Released 18 May 2012
Director Radu Mihaileanu
Starring Leila Bekhti, Hafsia Herzi, Saleh Bakri, Biyouna
Writer(s) Alain-Michel Blanc, Radu Mihaileanu
Producer(s) Radu Mihaileanu
Origin France
Running Time 135 minutes
Genre Comedy, drama
Rating TBC

Could flow better.

It is a sad but obvious truth that some films can be lost in translation. This isn't their fault – often it is simply a matter of being aimed at a market driven by a specific country or culture.

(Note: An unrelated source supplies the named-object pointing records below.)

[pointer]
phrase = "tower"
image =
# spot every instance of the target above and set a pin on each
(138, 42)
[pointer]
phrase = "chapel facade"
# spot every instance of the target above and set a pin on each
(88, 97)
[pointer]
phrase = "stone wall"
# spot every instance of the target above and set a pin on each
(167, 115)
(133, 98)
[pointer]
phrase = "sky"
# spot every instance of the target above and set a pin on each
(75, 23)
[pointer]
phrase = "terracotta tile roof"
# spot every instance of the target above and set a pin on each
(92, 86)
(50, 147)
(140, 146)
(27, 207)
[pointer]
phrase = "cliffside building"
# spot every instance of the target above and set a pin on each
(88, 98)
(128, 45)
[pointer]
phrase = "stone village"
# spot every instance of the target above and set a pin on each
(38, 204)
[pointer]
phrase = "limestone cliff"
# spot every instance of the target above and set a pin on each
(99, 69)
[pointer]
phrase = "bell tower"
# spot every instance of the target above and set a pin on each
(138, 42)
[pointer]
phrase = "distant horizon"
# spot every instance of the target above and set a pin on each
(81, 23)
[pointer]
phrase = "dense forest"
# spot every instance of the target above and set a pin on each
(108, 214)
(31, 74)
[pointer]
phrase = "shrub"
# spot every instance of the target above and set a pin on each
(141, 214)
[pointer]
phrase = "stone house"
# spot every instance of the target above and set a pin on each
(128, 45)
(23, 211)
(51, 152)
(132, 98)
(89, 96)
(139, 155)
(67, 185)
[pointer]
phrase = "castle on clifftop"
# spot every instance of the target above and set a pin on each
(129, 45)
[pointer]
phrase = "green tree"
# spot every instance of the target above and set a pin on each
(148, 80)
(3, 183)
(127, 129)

While The Source boasts a universally common message of promoting gender equality, its approach as a comedy can sometimes result in the movie feeling clunky and elongated.

Set in the backdrop of a poor North African village, The Source centres on the women who become tiresome of having to do all the work while their lazy husbands idly sit, watch and take advantage of the drought that is starving the landscape. The men believe their Islamic heritage grants them the power in the household but, sparked by the continuing miscarriages that has robbed the community of new life, young wife Leila tries to inspire her fellow women to fight for assistance in the rather mundane chore of attaining water from the only well that lies beyond the hills. Ingrained in their struggle is a yearning for respect.

Somewhat comically, the heroines decide to go on strike, unleashing a drought of their own on their other halves – sex. This does not go down too well with the majority of the traditionally single-minded men but as their movement gathers momentum, and with the help of Leila's husband Sami, the only educated male, their chances of success become a distinct possibility.

As a drama, this story has merits in discovering female empowerment in the Arab world. Overall, the acting cannot be faulted as most of the characters add a unique slant at the varying levels of feminism and, conversely, religious conventionalism. However, as a marketed comedy the tale is utterly lost on me. Humour is evidently attempted through the power of song but its overuse is frankly irritating.

Moreover, the ample and frequently pointless subplots accumulate in a manner that ensures the film is about half an hour too long. The Source is undoubtedly intriguing, especially for the subject matter in question, and there are several aspects of it that make it a worthwhile watch. Unfortunately, it just hasn't been pieced together succinctly enough.